Jane laughed and rolled down the car window to shout at him. “You’re a lunatic, you know that?” She could hear the laughter in his voice as he continued.
“Yeah, so anyway, it looks like I may be able to make a living at this music business after all—“
“—I think that’s pretty safe to say,” Ryan’s voice cut in, joining in the fun.
Adam’s face was turning solemn again, though. He had his hand pressed up against the side of the phone booth, and his eyes were locked with Jane’s as she watched him from the car.
“I’ll tell you a secret, though. Just between you and me, Jane – something you can’t read in the magazines.” The boyish voice was gone now as he spoke into the phone, and Jane felt her heart begin to thrum inside her chest as she watched the last traces of laughter leave his eyes. “If I could take this phone and call up that kid – that little boy I used to be – do you know what I would tell him?”
Ryan wasn’t laughing now, and neither was Jane. She had swung the car door open and was walking toward Adam. She came up and stood before him, aware of the strange dissonance as the words he was saying into the phone intermingled with the echo from the car radio behind her.
“I’d call him up before the show that night,” he continued, low and steady, “And I’d tell him to sing every note off-key.

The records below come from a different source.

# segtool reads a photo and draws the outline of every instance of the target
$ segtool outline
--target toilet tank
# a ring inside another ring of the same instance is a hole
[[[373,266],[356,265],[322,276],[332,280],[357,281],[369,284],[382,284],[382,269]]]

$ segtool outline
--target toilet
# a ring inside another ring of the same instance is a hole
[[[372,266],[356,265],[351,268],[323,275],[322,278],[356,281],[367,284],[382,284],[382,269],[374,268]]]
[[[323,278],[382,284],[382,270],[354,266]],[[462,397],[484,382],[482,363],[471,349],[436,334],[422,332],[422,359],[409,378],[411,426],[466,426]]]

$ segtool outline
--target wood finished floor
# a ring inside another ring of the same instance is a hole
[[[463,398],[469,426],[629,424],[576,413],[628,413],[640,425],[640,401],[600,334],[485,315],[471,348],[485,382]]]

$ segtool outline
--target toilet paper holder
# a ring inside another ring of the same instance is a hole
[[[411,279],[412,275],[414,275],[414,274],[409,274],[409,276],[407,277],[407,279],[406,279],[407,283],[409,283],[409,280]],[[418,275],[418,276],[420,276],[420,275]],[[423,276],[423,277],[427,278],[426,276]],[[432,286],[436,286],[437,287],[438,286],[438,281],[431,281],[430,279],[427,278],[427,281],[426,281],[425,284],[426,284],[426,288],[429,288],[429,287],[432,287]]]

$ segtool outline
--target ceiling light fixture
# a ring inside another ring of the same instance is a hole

Every single note. I’d tell him to bomb horrifically.”
She shook her head. “You don’t mean that,” she whispered.
“Yeah, I do,” he said. “I do mean that.” A smile danced across his lips for just a moment as he reached out to take her hand. “But what’s done is done. And so now I finally got your new number, but we’ve got the whole world listening in on the line with us, whether we want them there or not.”
“Adam,” she said softly, fighting to speak against the tugging sensation in her chest, but he shook his head to silence her.

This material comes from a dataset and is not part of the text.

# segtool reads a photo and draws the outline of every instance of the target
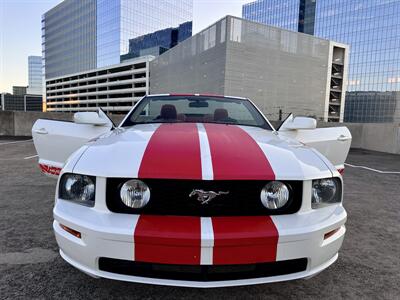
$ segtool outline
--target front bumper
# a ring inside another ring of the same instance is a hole
[[[187,287],[222,287],[222,286],[238,286],[251,285],[268,282],[286,281],[298,278],[311,277],[328,266],[330,266],[338,257],[338,251],[342,245],[346,221],[346,211],[342,205],[334,205],[318,210],[309,210],[299,212],[293,215],[272,216],[271,219],[279,233],[278,240],[275,245],[261,245],[264,248],[257,248],[257,237],[252,236],[251,239],[237,237],[232,239],[235,231],[228,233],[228,243],[223,245],[227,251],[225,253],[233,253],[228,258],[229,264],[235,264],[235,259],[239,259],[237,263],[263,263],[259,261],[263,259],[258,255],[252,255],[252,250],[248,255],[242,255],[245,249],[252,249],[259,252],[260,249],[268,249],[268,247],[276,247],[274,250],[273,260],[269,261],[288,261],[296,259],[307,259],[307,266],[304,271],[289,273],[285,275],[235,279],[235,280],[218,280],[218,281],[193,281],[193,280],[172,280],[164,278],[133,276],[121,273],[106,272],[100,269],[100,258],[112,258],[126,261],[134,261],[138,253],[135,254],[135,247],[138,241],[134,238],[135,227],[140,216],[115,214],[101,209],[87,208],[80,205],[58,200],[54,208],[53,228],[57,243],[60,247],[61,256],[71,265],[81,271],[95,276],[109,279],[117,279],[123,281],[187,286]],[[160,216],[159,218],[166,218]],[[185,217],[183,217],[185,218]],[[230,217],[236,218],[236,217]],[[252,217],[247,217],[252,218]],[[207,219],[207,218],[201,218]],[[228,219],[234,221],[234,219]],[[202,220],[203,223],[203,220]],[[205,222],[206,224],[207,222]],[[60,224],[68,226],[73,230],[81,233],[81,238],[77,238],[61,228]],[[155,228],[156,229],[156,228]],[[206,228],[207,229],[207,228]],[[333,235],[324,238],[324,235],[332,230],[338,229]],[[162,229],[161,229],[162,230]],[[201,265],[213,265],[213,251],[216,251],[214,238],[212,233],[202,229],[198,258]],[[229,230],[228,230],[229,231]],[[166,236],[160,239],[160,242],[152,242],[160,236],[157,230],[148,231],[148,237],[141,237],[140,243],[149,243],[146,249],[152,249],[158,253],[159,261],[154,263],[165,263],[162,261],[163,255],[169,255],[171,252],[178,251],[181,253],[177,262],[183,261],[183,265],[189,265],[190,262],[185,261],[185,252],[192,251],[196,247],[196,243],[191,240],[190,236],[182,235],[178,239],[176,237]],[[177,241],[178,246],[174,246]],[[182,243],[183,241],[183,243]],[[231,243],[229,243],[231,241]],[[237,244],[234,244],[236,241]],[[250,243],[249,243],[250,241]],[[194,243],[194,244],[193,244]],[[136,245],[135,245],[136,244]],[[260,246],[260,247],[261,247]],[[267,247],[267,248],[265,248]],[[229,252],[232,249],[231,252]],[[169,254],[168,254],[169,253]],[[240,257],[240,258],[239,258]],[[215,264],[214,257],[214,264]],[[269,259],[269,258],[268,258]],[[150,262],[149,260],[147,262]],[[168,261],[167,263],[175,263]]]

“They’re not hanging up, Jane. So we may as well let them in on the truth. Right? No more publicists. No more bullshit. Just the truth. Because the truth is—“ He paused to clear his throat. “The truth is, I have loved you for 15 years, and I will love you for the rest of my life.”
She opened her mouth to answer him, but the words died in her throat. Without moving his eyes away from hers, he had reached out and set the phone receiver back in its cradle, and she let out a startled gasp as he sank down to one knee.
Time slowed down for a moment. The rain had grown heavier, and Jane was aware of her soaked sleeve clinging to her outstretched arm as Adam held her hand in his. She heard Ryan Seacrest’s voice buzzing in the background. “Adam? Adam, are you still there?” She stood frozen in place, looking down at the man she’d loved for as long as she could remember, watching the droplets of water running down his face and dangling from the tip of his nose, and waiting for the words she once thought she’d never hear him say, the words she thought were lost to her forever.
“Janie, you’re the one,” he whispered. “I love you.Will you marry me?”